In one embodiment, the frame rate converter A104 may choose interpolation or extrapolation to generate an interpolated frame based on whether the temporal difference between a queue time instant and its dequeue time instant exceeds a threshold value and whether the temporal difference between two adjacent queue time instants is substantially equal to the reciprocal of the predetermined frame rate of input frames. The frame rate converter A104 may choose interpolation or extrapolation to generate an interpolated frame based on whether the temporal difference between a queue time instant and its dequeue time instant is less than or equal to the threshold value and whether the temporal difference between two adjacent dequeue time instants is substantially equal to the reciprocal of the predetermined frame rate of input frames.

In one embodiment, the electronic system A10 (or 10) may be, for example, a mobile phone, a computer, or a television.

In one embodiment, the video provider A12 (or 12) may be, for example, a digital versatile disc (DVD) player or a video streaming service provider, capable of communicating with the display system A11 (or 11) via a wired or wireless network.

In one embodiment, the video processor A106 (or 106) may be configured to perform MEMC to generate interpolated frames. The video processor may be implemented as a stand-alone video processing integrated circuit (IC) separate from the video provider A12 (or 12); alternatively, the video processor may be integrated within the video processing IC. In one embodiment, the video processor may include a dedicated FRC IC; alternatively, the video processor may be a control IC embedded with a function of FRC. In other words, the frame rate converter A104 (or 104) may be regarded as a stand-alone FRC IC or an internal FRC circuit inside the control IC. In another embodiment, the video processor may include a GPU A102 and a stand-alone FRC IC; alternatively, the video processor may be a GPU with a built-in FRC circuit. In yet another embodiment, the video processor may include the frame buffer A100 for storing at least one input frame; alternatively, the frame buffer may be implemented as a separate component apart from the video processor.

In one embodiment, the frame rate converter A104 (or 104) may be configured to receive an image frame (i.e., an input frame) of a source video and simultaneously receive the previous frame stored in the frame buffer A100. Using the previous frame received from the frame buffer as a reference frame and based on the received input frame (i.e., the current frame), the frame rate converter may generate an interpolated frame with a frame rate that conforms to the output format of the display panel A110 (or 110). The frame rate converter may be implemented using a hardware circuit capable of performing specific function(s) and/or a software program of the display system A11 (or 11).

In one embodiment, the display driver A108 (or 108) may convert image data into data voltage signals, and drive the display panel A110 (or 110) to present image frame(s) through the data voltage signals. The display driver may include a timing controller, a source driver, a gate driver, and/or any other components suitable for driving the display panel.

In one embodiment, the display panel A110 (or 110) may be of any type, such as a liquid crystal display panel (LCD), a light emitting diode (LED) display, and a plasma display panel (PDP), but is not limited thereto.

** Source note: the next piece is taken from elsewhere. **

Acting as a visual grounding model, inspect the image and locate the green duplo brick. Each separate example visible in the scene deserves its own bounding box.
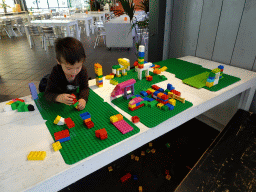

In summary, the present invention may leverage interpolation to improve the frame rate. However, when any frame drop or delay occurs, it automatically switches to extrapolation to continue the generating of interpolated frame(s). Moreover, after image frame transmission is resumed, the present invention may dynamically switch MEMC to extrapolation or interpolation. Because of this dynamic switching capability between extrapolation and interpolation, the smoothness of image display may be improved.

Those skilled in the art will readily observe that numerous modifications and alterations of the device and method may be made while retaining the teachings of the invention. Accordingly, the above disclosure should be construed as limited only by the metes and bounds of the appended claims.